Pouco importa se olhamos no espelho todo dia e repetimos que somos pessoas progressitas, que somos de “esquerda” (seja lá o que isso ainda significa). O fato é que, no dia-a-dia, cada vez mais operamos com conceitos conservadores. E isso é flagrantemente desesperador em um governo que se diz “popular”.

Vejamos o caso das agências reguladoras. Mais especificamente da agenda do governo para estabelecer algum tipo de aperfeiçoamento do trabalho das agências. Dito assim parece uma boa iniciativa. Para alcançar este objetivo, no interior da Casa Civil, foi criado o Programa de Fortalecimento da Capacidade Institucional para Gestão em Regulação (Pro-Reg), financiado pelo Banco Interamericano de Desenvolvimento (BID) e que conta com apoio inconteste das próprias agências e até dos sindicatos de trabalhadores da área. Afinal de contas, quem seria contra o fortalecimento das agências?

O problema é que boa parte da metodologia usada no Pro-Reg começou a ser criada no governo Nixon e atingiu notoriedade no governo de Ronald Reagan. Na origem, visava conter a ação das agências reguladoras surgidas no New Deal. Trata-se, por exemplo, da chamada análise custo-benefício (ACB), fortemente inspirada no utilitarismo de Jeremy Bentham.

Ora, Bentham pregava a idéia de que o ser humano deve buscar o bem comum e que este ideal pode ser calculado de forma objetiva e racional. Adotado e radicalizado com prazer por vários economistas liberais, o utilitarismo passou a propor a idéia de que toda ação humana tem uma base racional que pode, em última instância, ser “matematizada” e até mesmo monetizada.

Sim, é verdade que o atual debate sobre regulação assume uma forma “branda” de ACB. Mas, apenas porque chegou-se a conclusão que é de fato “muito díficil” calcular todos os impactos de uma ação reguladora. Mas, a busca do “cálculo total” permanece lá, ainda que na forma de uma utopia não totalmente alcançável.

Outra questão central do atual modelo de análise regulatória é a noção importada dos Estados Unidos de “stakeholders“. Segundo R. Edward Freeman, professor da escola de administração da Universidade de Virgínia e responsável por popularizar o termo nos anos 80, “stakeholders” são todos os grupos cujo suporte uma organização necessita para continuar a existir. Ora, este conceito busca uma aproximação implícita com a definição de “shareholder“, ou acionista. Dessa forma, os cidadãos são uma espécie de cotistas (sempre individuais) que devem ter seus direitos respeitados, até porque são eles que pagam indiretamente pelo funcionamento das agências.

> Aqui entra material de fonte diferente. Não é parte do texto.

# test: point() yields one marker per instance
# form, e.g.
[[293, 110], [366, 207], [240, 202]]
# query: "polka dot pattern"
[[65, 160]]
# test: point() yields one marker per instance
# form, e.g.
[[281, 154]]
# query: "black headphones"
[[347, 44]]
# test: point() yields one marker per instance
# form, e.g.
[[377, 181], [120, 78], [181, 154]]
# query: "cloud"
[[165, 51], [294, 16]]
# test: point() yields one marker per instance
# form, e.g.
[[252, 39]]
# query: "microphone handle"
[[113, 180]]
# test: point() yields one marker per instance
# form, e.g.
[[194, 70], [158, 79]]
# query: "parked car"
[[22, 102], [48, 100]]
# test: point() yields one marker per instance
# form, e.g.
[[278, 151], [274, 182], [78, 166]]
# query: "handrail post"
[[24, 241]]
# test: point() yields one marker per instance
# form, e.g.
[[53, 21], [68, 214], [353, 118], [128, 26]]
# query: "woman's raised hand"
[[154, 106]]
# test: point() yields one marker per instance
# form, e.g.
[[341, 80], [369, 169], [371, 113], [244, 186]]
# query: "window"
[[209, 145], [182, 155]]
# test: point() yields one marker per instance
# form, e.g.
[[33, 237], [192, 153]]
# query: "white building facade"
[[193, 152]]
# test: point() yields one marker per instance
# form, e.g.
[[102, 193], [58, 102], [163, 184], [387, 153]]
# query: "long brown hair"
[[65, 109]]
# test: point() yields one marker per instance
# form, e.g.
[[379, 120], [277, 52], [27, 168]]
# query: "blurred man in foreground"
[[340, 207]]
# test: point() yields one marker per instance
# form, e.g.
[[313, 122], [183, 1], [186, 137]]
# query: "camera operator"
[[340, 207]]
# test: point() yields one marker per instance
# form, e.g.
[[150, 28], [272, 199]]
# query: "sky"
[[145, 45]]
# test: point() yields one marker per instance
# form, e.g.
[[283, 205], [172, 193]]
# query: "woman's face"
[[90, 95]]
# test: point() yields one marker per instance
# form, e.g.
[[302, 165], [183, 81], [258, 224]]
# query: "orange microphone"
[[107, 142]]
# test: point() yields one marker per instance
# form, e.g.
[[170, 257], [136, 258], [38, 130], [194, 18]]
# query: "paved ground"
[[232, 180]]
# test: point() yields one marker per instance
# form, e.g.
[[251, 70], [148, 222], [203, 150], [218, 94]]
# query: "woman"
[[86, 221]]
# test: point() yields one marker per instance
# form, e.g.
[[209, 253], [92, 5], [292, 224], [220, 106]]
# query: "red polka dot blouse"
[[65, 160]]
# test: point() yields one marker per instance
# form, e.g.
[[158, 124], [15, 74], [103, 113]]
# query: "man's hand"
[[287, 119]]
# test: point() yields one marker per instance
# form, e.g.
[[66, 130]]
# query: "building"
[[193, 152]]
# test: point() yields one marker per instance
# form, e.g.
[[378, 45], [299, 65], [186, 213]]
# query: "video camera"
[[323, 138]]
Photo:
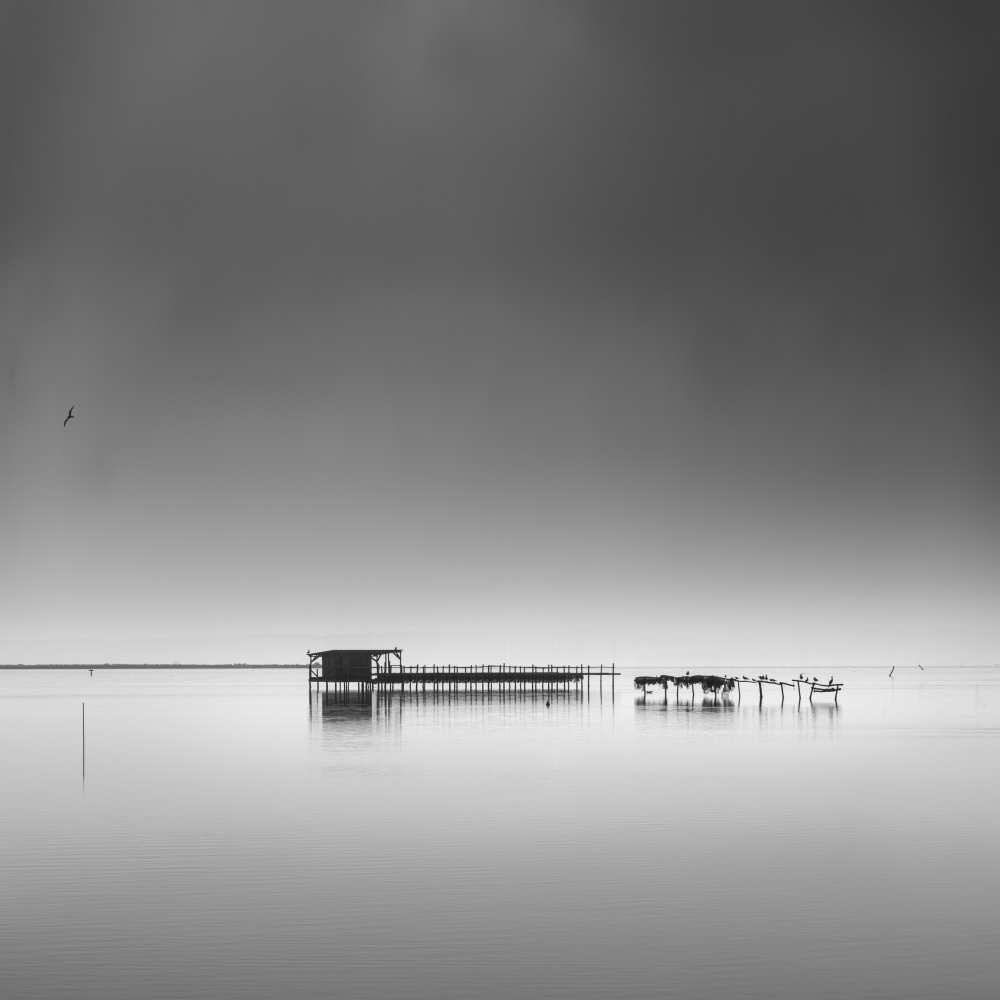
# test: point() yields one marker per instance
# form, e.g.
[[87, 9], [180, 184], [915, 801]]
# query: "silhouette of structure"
[[383, 668]]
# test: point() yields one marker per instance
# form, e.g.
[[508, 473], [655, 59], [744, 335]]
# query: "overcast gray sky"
[[648, 331]]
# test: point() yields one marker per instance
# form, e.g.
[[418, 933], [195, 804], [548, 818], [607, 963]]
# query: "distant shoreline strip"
[[152, 666]]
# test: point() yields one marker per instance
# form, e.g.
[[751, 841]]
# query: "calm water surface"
[[233, 839]]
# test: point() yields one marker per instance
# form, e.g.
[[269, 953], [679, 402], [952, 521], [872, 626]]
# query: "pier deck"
[[388, 672]]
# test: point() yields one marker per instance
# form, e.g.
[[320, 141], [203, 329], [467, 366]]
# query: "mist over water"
[[233, 837]]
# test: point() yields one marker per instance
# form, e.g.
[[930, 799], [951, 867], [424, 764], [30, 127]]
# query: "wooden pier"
[[723, 684], [355, 669]]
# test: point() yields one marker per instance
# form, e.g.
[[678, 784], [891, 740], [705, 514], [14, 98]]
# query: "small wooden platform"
[[486, 676], [716, 684]]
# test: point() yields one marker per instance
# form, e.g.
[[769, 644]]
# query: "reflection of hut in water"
[[351, 666]]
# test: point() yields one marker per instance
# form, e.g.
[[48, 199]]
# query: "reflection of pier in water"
[[716, 685], [367, 670]]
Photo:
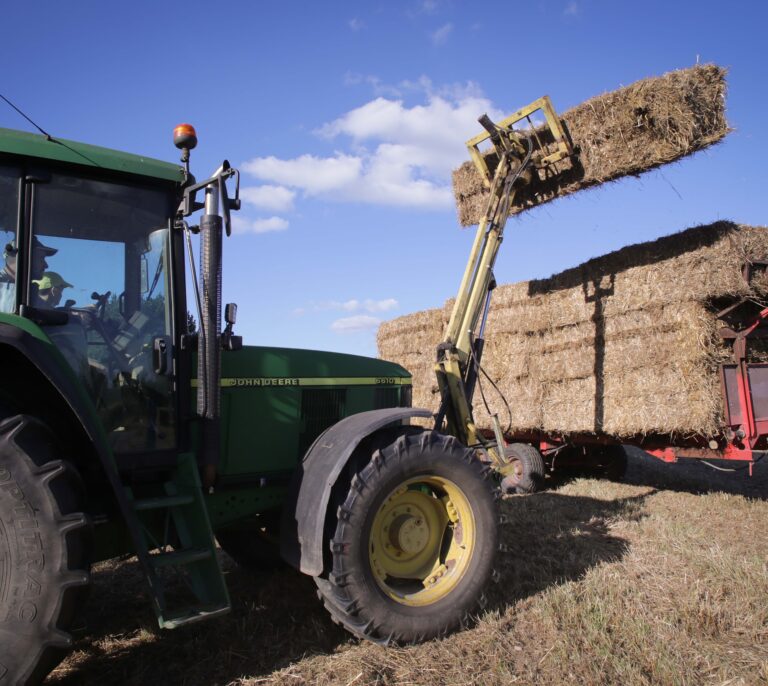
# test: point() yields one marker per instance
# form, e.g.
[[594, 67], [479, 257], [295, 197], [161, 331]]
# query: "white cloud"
[[312, 174], [399, 155], [355, 305], [243, 225], [275, 198], [359, 322], [381, 305], [440, 36]]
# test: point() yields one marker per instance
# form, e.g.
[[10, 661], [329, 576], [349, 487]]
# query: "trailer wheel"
[[526, 469], [45, 543], [414, 542]]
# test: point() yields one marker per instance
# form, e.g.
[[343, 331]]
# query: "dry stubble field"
[[662, 579]]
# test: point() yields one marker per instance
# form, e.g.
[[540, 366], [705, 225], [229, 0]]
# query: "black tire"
[[432, 470], [256, 550], [610, 462], [44, 551], [527, 469]]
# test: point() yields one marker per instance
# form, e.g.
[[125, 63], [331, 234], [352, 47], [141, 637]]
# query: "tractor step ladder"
[[186, 546]]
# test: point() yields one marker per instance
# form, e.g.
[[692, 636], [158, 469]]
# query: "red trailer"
[[744, 437]]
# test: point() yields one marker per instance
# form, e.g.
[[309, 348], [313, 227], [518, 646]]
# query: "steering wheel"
[[101, 303]]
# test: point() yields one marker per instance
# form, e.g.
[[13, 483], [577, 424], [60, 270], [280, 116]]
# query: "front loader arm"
[[520, 156]]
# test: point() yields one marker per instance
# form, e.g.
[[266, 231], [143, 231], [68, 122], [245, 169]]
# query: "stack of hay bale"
[[625, 344]]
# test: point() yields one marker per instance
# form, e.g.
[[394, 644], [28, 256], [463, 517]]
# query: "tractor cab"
[[88, 256]]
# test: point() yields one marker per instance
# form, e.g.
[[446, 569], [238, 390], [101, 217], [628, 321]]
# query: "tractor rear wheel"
[[414, 541], [526, 469], [45, 543]]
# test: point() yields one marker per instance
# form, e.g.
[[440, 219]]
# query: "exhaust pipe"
[[209, 348]]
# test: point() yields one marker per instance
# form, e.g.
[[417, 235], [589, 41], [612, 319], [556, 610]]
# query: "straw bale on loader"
[[625, 344], [624, 132]]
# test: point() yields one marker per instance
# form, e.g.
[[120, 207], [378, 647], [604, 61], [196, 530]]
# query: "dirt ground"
[[661, 579]]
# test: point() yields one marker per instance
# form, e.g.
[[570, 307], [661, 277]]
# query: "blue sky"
[[347, 117]]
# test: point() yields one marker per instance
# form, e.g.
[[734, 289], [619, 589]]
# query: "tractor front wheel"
[[44, 551], [414, 541]]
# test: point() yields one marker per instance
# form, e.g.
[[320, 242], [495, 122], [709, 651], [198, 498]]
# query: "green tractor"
[[129, 426]]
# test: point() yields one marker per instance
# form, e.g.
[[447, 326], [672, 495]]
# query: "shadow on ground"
[[549, 538]]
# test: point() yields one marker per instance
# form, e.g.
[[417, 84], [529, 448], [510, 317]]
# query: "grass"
[[661, 580]]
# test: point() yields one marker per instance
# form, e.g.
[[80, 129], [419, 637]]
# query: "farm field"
[[661, 579]]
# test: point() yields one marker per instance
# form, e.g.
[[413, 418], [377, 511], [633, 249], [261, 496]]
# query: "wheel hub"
[[409, 534], [419, 544]]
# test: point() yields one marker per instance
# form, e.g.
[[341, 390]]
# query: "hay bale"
[[624, 132], [625, 344]]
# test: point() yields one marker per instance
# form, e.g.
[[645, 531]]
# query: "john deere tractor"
[[134, 421]]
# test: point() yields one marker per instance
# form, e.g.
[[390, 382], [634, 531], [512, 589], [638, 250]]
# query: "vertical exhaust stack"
[[208, 292], [209, 349]]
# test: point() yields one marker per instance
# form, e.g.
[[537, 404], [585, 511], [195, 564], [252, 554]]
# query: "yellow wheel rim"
[[422, 540]]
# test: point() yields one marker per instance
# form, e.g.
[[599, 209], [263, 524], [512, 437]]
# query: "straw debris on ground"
[[623, 132], [628, 584], [625, 344]]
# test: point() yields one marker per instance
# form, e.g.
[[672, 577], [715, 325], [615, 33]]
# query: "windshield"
[[101, 253], [9, 208]]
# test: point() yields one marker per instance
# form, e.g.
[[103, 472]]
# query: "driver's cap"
[[51, 280]]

A idéia de “stakeholders” camufla o evidente conflito que existe numa sociedade de classes e o fato de que será impossível contemplar a todos, que sempre haverá ganhadores e perdedores e que não se trata apenas de entregar a cada um a sua remuneração como acionista desta sociedade chamada “Brasil”.

Para um governo com origem de “esquerda” é lamentável adotar conceitos tão frágeis como este de “stakeholder” quando há todo um referencial sólido e disponível que nos permite entender a sociedade civil brasileira, seus diversos atores, a disputa por hegemonia e o papel do Estado nesse contexto (ao mesmo tempo uma arena de disputa e uma máquina de construção de consenso e, quando necessário, de repressão).

O fato é que ainda falta construir uma análise realmente de “esquerda” das agências reguladoras, que seja capaz de entender seu nascimento no contexto norte-americano do New Deal, seu desembarque no Brasil em pleno auge do neo-liberalismo e sua atuação hoje. Assumir que as agências reguladoras funcionam como meros árbitros de diferentes facções do capital em suas disputas internas. Que o estágio “ótimo” de sua regulação seria um mercado funcionando em sua plenitude e que mercados são intrinsecamente produtores de desigualdades. E, enfim, perceber que as consequências de suas ações vão muito além dos melhores cálculos matemáticos.

Mas, essa análise não será feita no âmbito do Pro-Reg, com financiamento do BID. Embora, isso não pareça ser mais um problema para o governo petista.

PS: apenas para que ninguém diga que este texto defende que não se deve analisar o impacto das agências reguladoras na sociedade brasileira. Só acho que para fazer isso poderíamos usar melhores referenciais teóricos do que os do governo Reagan.